Multiple clinicians, who pre-recorded videos to submit during the public comment section of the review, spoke about the benefits of the device and advocated for having the treatment as an option. A few panelists suggested that this actually worked against BD as enthusiasm for the treatment showed the necessity for physicians to be blind in the trial.
The FDA raised issues with the trial itself, which began in 2013. For example, the trial was cut short in 2018 after low enrollment rates, and BD moved the primary endpoint for treatment efficacy in patients from 12 months to six months, among other changes while the trial was ongoing.
The company did not return a request for comment at the time of publication.
BD's trial compared the drug-coated balloon administered to percutaneous transluminal angioplasty, which is also a balloon treatment but without a drug coating.
The safety of paclitaxel devices has been under recent scrutiny by the FDA. The agency convened a two-day panel in June 2019 after a study found a connection between long-term mortality risks associated with paclitaxel- coated balloons and paclitaxel-eluting stents. Panelists concluded that while devices should remain on the market, new labeling warning of the safety concerns should be added.
Nonetheless, the safety of the Lutonix device was not a primary issue as 15 panelists voted it was safe and two voted against, with one panelist abstaining. There was a similar split against clinical effectiveness and against the benefits outweighing the risks.

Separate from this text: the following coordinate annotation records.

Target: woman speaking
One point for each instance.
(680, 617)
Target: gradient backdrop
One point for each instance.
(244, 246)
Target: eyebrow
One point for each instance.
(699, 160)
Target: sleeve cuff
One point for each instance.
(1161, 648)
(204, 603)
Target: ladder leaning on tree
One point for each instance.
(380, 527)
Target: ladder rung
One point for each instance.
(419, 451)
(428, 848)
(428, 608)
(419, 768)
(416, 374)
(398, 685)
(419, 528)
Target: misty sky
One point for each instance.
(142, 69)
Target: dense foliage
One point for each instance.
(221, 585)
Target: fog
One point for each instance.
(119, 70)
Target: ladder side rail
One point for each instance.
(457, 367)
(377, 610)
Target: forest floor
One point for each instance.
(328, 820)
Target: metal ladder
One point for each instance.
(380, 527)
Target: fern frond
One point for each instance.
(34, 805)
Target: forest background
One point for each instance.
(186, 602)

Multiple panelists expressed disappointment that the trial did not show clinical benefit as the patient population the devices would treat is complex and another treatment option would be a positive for patients and doctors.
Expert panel votes are not the final decision for the FDA, but the agency typically follows panels' advice.
Stifel analysts wrote that it is unclear how the panel's decision would impact other medtechs like Boston Scientific, Medtronic and Abbott Laboratories that also manufacture drug-coated balloons.
"For BSX, MDT and ABT we don’t come away incrementally negative about this potential future opportunity, as these companies clearly have different products," the analysts wrote. " It was clear from today’s physician panel discussion that panelist consternation ... largely centered on trial design and execution, leading to sub-optimally clear conclusions about the data."
The analysts added that there may still be an opportunity for drug-coated treatment below the knee for patients with critical limb ischemia, which could be a growing market. Stifel projects that the U.S. market of below-the-knee treatments for patients with critical limb ischemia now at hundreds of millions of dollars, with the potential to top $1 billion.